Ouçam, vai sempre parecer falta de educação, não importa como o digam, por isso mais vale serem diretos. Eu culpo a minha experiência em pediatria e digo-lhes que tenho uma política rigorosa de não ter vidro em casa. É mais difícil para eles argumentarem contra a segurança do que contra a estética. Se insistirem, digam-lhes que podem comprar um enfeite especial para a árvore lá de casa deles. Isso costuma satisfazer a vontade de comprar algo brilhante.
Como mantenho o meu bebé que gatinha longe da árvore?
Não mantêm. Limitam-se a remover tudo o que for perigoso do metro inferior da árvore. A nossa médica sugeriu colocar uma enorme barreira de proteção de bebés à volta de todo o pinheiro, o que tem um aspeto absolutamente ridículo, mas tecnicamente funciona. Eu deixei apenas os ramos inferiores despidos e deixei-o puxar as agulhas do pinheiro até ele se aborrecer. Acabam sempre por se aborrecer se não houver nada brilhante para agarrar.
O que acontece se eles comerem uma agulha de pinheiro?
Atendi tantas chamadas de pânico sobre isto. Uma única agulha de pinheiro normalmente acaba por ser expelida, embora possa causar um drama impressionante mais tarde nas fraldas. O verdadeiro problema é se comerem uma mão-cheia delas ou se a água da árvore tiver conservantes tóxicos. Fiquei-me sempre pela água simples no suporte e aspirava duas vezes por dia. Se parecerem estar a engasgar-se, tratem a situação como se fosse qualquer outro objeto estranho, mas na maioria das vezes acabam por cuspi-las porque sabem a lixo do chão.
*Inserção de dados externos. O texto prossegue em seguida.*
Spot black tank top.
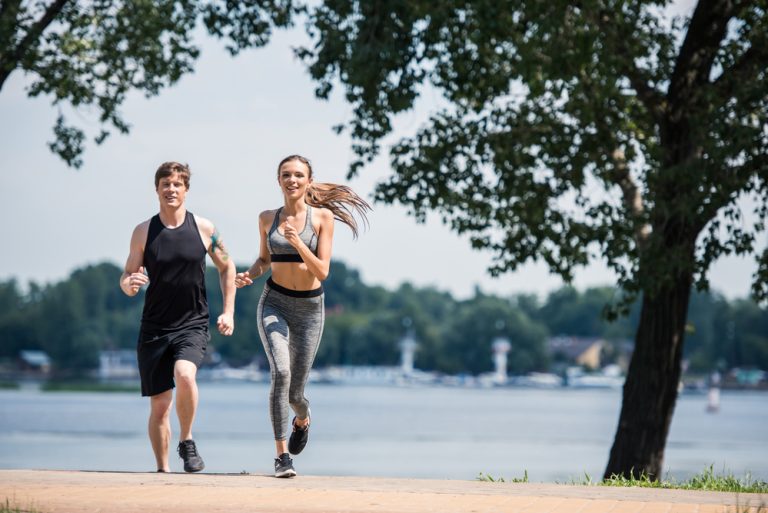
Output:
[141,211,208,333]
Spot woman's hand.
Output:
[283,216,303,249]
[235,271,253,289]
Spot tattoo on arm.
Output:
[211,228,229,262]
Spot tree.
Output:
[299,0,768,478]
[0,0,296,168]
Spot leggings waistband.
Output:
[267,276,323,297]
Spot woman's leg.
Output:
[288,295,325,427]
[257,288,291,456]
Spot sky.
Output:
[0,11,765,299]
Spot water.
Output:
[0,383,768,482]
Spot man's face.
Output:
[157,173,187,207]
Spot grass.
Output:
[40,381,140,392]
[477,465,768,493]
[0,497,40,513]
[597,465,768,493]
[477,470,528,483]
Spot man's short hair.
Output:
[155,162,192,189]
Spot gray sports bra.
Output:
[267,205,317,262]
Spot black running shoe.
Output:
[288,417,309,454]
[275,452,296,477]
[176,440,205,472]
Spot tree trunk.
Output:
[604,266,693,480]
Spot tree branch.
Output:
[667,0,738,117]
[611,148,651,249]
[714,41,768,99]
[0,0,69,90]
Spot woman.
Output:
[235,155,370,477]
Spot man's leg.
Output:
[173,360,198,441]
[148,390,173,472]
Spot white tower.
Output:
[491,337,512,385]
[400,330,418,376]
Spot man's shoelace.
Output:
[179,442,197,458]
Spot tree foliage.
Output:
[0,261,768,375]
[298,0,768,478]
[0,0,296,167]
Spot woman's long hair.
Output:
[277,155,372,239]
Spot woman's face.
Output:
[277,160,312,199]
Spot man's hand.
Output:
[128,266,149,296]
[216,313,235,337]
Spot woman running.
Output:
[235,155,371,477]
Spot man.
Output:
[120,162,235,472]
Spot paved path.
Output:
[0,470,768,513]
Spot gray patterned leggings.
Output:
[256,278,325,440]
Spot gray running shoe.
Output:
[275,452,296,477]
[176,440,205,472]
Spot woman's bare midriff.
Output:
[272,262,320,290]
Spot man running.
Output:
[120,162,236,472]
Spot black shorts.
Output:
[136,326,211,396]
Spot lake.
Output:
[0,382,768,483]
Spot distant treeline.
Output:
[0,262,768,374]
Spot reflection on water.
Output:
[0,383,768,482]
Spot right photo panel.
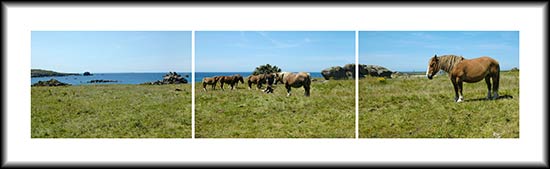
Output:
[358,31,520,138]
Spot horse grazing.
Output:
[275,72,311,96]
[426,55,500,102]
[219,74,244,90]
[247,74,266,89]
[202,77,219,91]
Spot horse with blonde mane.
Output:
[426,55,500,102]
[202,77,219,91]
[247,74,266,89]
[275,72,311,96]
[219,74,244,90]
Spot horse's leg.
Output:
[451,77,458,102]
[493,71,500,99]
[456,78,464,102]
[304,85,310,96]
[285,84,291,97]
[485,75,491,100]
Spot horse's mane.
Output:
[438,55,464,73]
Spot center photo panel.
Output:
[195,31,356,138]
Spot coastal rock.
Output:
[32,79,71,86]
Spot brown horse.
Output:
[426,55,500,102]
[275,72,311,96]
[219,74,244,90]
[202,77,219,91]
[264,73,277,93]
[247,74,266,89]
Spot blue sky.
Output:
[195,31,355,72]
[31,31,191,73]
[359,31,519,71]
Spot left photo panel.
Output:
[30,31,192,138]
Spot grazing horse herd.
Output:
[202,55,500,102]
[202,72,311,96]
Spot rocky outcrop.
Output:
[321,64,393,80]
[142,72,187,85]
[32,79,71,86]
[360,64,393,78]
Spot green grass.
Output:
[359,72,519,138]
[195,80,355,138]
[31,84,191,138]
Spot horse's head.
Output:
[426,55,440,80]
[275,72,283,84]
[235,74,244,84]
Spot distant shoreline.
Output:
[31,69,81,78]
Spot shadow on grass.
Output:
[464,95,514,102]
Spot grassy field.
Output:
[195,79,355,138]
[31,84,191,138]
[359,72,519,138]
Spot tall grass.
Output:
[31,84,191,138]
[359,72,519,138]
[195,80,355,138]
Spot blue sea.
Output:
[31,72,323,85]
[31,72,191,85]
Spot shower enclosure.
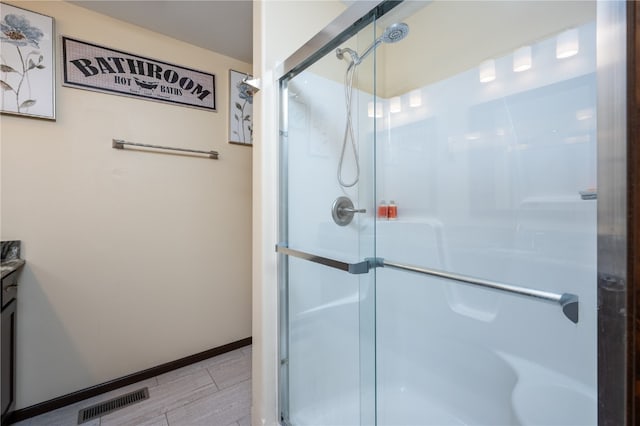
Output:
[276,1,624,426]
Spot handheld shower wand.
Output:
[336,22,409,188]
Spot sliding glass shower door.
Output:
[277,2,598,426]
[277,18,375,425]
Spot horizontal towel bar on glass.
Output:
[111,139,218,160]
[380,259,578,323]
[276,244,579,324]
Porque é que os enfeites de massa de sal ficam estranhos com o tempo?
Porque é literalmente apenas farinha e água a assar num armário húmido durante onze meses do ano. Acho que o sal serve para preservar, mas a matéria orgânica vai fazer o que a matéria orgânica faz. A menos que os selem perfeitamente com um verniz químico tóxico qualquer, vão acabar por se degradar. Optem antes pela madeira. A madeira envelhece maravilhosamente bem. A pasta de farinha pertence ao lixo.
Quando é que o Natal com crianças se torna genuinamente divertido?
Provavelmente por volta dos três anos. No primeiro ano são apenas uma batata dentro de um babygrow de rena. No segundo ano são uma ameaça ativa para as coisas frágeis. Ao terceiro ano, já percebem mais ou menos o conceito de luzes e de prendas sem tentarem comê-las de imediato. Apenas sobrevivam à fase de bebé. A magia acaba por voltar mais tarde.